Saturday, January 25, 2014

To thrive in sustained intimacy requires learning to provide not what we think someone else wants, or should want, but what actually makes him or her happy.

--- Kathryn Schulz, in her essay What Is It About Middlemarch?, in Vulture, January 13, 2014


Quote in context:
One of the oldest and most universal moral precepts is the Golden Rule: Treat others as you want them to treat you. . . .

It is also, on reflection, a little weird. For a guideline about how to treat others, the Golden Rule is strikingly egocentric. It does not urge us to consult our neighbors about their needs; it asks us only to generalize from ourselves—to imagine, in essence, that everyone’s idea of desirable treatment matches our own. . . .

Middlemarch breaks with this tradition. Morality does not start with the self, Eliot insists; it starts when we set the self aside. “Will not a tiny speck very close to our vision blot out the glory of the world?” she asks. And then: “I know no speck so troublesome as self.” What a killer line, and what a memorable image. We dwell in moral myopia; literally and figuratively, we are too close to ourselves.

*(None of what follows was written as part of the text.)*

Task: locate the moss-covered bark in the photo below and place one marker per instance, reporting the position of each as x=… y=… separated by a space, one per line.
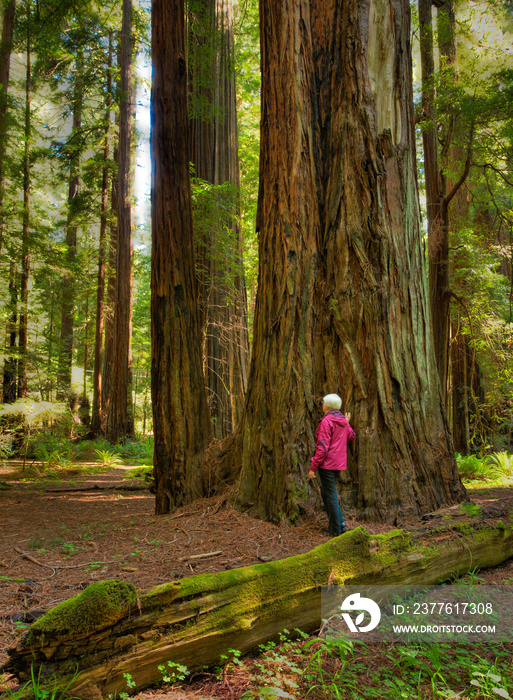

Over and over in Middlemarch, Eliot urges us to refocus. When Rosamond Vincy, arguably the most self-absorbed character in the book, dismisses another woman as “so uninteresting,” the much kinder Mary Garth counters her: “She is interesting to herself, I suppose.” The problem Dorothea faces in her marriage is not how to support her husband, as she yearns to do, nor how to liberate herself from his thin tyrannies, as readers often yearn on her behalf, but how to accept that he has “an equivalent centre of self, whence the light and shadows must always fall with a certain difference.” That self is not like Dorothea’s; no two selves are, not even so-called soul mates. That’s one reason why marriage lies beyond the reach of the Golden Rule: As Dorothea learns to her dismay, other people do not necessarily crave the treatment we expect them to appreciate. To thrive in sustained intimacy requires learning to provide not what we think someone else wants, or should want, but what actually makes him or her happy.